It's worth noting that on Darwin (on Apple hardware) gettimeofday is never a syscall whereas on Linux (AFAIK), it always is.

On Jun 8, 2006, at 7:58 PM, Mark Kirkwood wrote:

Tom Lane wrote:
Alvaro Herrera <[EMAIL PROTECTED]> writes:
Wow, that is slow.  Maybe a problem in the kernel?  Perhaps something
similar to this:
http://www.ussg.iu.edu/hypermail/linux/kernel/0603.2/index.html#1282
Yeah, that's a pretty interesting thread.  I came across something
similar on a Red Hat internal list.  It seems there are three or four
different popular standards for clock hardware in the Intel world,
and some good implementations and some pretty bad implementations
of each.  So the answer may well boil down to "if you're using cheap
junk PC hardware then gettimeofday will be slow".

OS seems to matter as well - I've got two identical Supermicro P3TDER dual intel boxes. 1 running FreeBSD 6.1, one running Gentoo Linux 2.6.16.
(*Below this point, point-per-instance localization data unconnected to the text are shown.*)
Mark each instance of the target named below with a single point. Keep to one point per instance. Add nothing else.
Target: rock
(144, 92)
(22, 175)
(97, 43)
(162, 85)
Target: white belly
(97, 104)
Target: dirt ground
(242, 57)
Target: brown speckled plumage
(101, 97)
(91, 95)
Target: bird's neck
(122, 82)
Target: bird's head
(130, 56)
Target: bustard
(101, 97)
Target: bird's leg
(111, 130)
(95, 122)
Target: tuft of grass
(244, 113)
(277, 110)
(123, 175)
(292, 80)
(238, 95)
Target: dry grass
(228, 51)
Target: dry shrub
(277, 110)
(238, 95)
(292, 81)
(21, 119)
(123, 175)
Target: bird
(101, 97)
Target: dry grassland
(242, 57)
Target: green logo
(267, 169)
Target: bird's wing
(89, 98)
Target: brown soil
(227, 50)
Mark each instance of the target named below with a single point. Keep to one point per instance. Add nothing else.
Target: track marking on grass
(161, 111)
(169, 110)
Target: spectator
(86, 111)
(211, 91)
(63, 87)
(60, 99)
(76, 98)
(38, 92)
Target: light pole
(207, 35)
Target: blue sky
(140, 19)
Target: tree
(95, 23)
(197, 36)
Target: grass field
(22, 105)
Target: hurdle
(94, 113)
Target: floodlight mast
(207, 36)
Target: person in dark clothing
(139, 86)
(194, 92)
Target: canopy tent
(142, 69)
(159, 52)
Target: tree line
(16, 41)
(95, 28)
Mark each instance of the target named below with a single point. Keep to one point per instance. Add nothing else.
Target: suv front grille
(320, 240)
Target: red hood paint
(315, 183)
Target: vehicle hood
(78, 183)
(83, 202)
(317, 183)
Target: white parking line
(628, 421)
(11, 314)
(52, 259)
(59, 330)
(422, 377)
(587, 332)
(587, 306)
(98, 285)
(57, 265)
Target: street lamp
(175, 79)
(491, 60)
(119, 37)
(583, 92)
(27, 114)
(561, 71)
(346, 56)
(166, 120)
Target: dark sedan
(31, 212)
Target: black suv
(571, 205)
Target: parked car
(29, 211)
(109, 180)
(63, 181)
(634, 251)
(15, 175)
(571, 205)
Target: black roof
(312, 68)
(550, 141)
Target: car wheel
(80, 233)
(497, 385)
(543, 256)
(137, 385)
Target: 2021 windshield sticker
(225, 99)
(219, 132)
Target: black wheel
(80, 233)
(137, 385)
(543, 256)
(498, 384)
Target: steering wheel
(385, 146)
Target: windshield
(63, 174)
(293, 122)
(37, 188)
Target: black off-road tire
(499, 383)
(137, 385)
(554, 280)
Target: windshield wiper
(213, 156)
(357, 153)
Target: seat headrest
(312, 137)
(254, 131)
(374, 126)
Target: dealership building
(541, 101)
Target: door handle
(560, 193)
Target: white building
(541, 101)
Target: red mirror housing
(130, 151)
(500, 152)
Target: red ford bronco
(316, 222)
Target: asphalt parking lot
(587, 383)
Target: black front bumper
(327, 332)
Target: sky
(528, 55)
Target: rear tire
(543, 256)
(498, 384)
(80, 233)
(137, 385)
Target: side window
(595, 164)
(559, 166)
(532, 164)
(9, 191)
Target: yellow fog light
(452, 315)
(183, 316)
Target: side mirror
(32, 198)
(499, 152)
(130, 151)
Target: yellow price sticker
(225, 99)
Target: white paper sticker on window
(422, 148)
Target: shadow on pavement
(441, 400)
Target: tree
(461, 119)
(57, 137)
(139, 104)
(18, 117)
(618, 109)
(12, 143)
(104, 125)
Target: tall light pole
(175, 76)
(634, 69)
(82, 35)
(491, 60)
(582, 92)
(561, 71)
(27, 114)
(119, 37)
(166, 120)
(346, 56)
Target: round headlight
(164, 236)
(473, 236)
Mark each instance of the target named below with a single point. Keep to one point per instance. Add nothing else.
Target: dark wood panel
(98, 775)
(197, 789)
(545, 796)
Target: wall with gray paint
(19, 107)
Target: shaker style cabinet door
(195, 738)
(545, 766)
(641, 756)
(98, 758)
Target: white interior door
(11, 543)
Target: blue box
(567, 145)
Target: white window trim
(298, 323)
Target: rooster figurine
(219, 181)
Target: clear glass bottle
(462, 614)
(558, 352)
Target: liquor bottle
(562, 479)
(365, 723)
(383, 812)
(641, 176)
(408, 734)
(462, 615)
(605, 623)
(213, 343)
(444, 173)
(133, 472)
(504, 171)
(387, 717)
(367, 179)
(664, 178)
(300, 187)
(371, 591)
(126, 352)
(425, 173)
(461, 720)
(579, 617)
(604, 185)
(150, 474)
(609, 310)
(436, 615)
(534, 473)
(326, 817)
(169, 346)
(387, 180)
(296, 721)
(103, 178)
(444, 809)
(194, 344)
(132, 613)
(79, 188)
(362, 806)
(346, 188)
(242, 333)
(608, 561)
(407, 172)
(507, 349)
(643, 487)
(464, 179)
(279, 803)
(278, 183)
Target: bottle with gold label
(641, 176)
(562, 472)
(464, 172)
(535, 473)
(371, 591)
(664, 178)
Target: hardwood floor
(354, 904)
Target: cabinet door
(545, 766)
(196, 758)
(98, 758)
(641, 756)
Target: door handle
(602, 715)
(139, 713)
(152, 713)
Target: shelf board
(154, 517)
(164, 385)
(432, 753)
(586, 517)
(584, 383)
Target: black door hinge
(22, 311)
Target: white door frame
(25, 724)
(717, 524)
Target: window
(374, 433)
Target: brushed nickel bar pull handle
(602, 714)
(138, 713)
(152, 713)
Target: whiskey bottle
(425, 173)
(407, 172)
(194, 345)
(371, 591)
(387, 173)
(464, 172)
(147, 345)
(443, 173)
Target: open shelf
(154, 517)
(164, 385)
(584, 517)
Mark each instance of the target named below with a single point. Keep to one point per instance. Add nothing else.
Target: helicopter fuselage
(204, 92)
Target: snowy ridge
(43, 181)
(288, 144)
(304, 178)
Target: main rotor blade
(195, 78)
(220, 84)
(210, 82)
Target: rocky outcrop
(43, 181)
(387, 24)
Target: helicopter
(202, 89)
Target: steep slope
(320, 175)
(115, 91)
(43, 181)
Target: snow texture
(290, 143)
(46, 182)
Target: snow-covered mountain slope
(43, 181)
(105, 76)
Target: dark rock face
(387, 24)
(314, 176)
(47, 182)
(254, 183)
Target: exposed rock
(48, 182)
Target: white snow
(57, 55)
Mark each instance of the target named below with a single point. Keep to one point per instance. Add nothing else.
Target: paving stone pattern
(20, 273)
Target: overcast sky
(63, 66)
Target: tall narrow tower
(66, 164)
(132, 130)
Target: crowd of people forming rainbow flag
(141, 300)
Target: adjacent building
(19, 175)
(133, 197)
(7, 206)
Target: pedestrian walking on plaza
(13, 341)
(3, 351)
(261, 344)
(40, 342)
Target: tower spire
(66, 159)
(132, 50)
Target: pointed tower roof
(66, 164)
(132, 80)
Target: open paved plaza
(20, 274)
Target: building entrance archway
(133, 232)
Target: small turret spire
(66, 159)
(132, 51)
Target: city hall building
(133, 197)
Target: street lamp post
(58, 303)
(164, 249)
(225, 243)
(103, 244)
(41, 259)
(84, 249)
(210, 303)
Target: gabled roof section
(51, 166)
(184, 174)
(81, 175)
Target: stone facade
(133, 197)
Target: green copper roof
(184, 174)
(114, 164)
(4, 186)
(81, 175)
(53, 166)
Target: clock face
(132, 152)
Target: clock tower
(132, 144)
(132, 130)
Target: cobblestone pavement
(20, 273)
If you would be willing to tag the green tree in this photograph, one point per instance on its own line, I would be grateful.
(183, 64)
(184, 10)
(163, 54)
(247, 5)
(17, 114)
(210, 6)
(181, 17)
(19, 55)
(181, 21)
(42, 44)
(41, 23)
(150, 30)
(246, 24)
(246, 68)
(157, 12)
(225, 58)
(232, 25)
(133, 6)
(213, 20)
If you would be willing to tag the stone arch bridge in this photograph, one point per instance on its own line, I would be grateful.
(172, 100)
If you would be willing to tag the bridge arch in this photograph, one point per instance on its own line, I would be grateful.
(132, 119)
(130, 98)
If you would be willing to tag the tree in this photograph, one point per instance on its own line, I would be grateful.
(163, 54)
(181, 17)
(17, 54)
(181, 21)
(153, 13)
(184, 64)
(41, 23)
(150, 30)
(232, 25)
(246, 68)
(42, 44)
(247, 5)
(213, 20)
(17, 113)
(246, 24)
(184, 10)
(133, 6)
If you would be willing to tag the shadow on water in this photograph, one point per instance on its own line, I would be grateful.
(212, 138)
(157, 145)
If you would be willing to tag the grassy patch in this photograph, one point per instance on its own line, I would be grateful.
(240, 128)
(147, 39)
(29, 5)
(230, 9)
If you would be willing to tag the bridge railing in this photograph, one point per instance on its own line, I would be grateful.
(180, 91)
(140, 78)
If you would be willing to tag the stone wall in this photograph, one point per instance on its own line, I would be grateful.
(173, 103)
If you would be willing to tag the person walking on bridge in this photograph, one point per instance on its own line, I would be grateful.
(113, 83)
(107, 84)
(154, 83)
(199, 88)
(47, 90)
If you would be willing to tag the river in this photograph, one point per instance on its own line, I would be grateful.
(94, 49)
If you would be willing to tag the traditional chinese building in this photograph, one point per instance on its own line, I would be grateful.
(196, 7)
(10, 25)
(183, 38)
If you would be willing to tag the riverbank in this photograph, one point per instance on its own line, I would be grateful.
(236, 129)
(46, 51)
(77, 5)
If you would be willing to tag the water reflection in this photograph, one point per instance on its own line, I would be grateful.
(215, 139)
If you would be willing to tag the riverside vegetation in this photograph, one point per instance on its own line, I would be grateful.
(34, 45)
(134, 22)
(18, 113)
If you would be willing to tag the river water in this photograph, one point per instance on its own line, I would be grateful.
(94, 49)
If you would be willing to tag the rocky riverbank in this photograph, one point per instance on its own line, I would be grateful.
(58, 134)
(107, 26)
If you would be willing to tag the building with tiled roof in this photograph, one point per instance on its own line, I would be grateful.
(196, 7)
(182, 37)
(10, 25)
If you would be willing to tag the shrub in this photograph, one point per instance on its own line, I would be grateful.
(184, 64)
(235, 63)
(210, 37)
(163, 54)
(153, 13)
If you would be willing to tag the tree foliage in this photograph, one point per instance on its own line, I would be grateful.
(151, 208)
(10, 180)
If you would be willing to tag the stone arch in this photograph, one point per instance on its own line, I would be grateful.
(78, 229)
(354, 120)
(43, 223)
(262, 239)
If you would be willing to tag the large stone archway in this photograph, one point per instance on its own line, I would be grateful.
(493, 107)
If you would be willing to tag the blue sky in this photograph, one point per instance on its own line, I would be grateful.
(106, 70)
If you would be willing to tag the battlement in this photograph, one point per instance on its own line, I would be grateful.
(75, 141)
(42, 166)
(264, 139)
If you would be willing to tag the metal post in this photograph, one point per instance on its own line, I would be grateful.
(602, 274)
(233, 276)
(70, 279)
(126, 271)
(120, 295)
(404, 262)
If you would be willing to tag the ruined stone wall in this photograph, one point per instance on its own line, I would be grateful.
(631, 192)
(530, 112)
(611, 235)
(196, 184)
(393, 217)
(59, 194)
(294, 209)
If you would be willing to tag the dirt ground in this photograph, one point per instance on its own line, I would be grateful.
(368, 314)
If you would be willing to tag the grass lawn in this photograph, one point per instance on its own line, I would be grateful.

Doing the 'select count(*) vs explain analyze select count(*) on 100000 row table gives:

Freebsd : select 108 ms  explain analyze 688 ms
Linux   : select 100 ms  explain analyze 196 ms

Both systems have ACPI enabled in BIOS (which means there is a better timecounter than 'i8254' available (FreeBSD says its using 'ACPI-safe' - not sure how to check on Linux).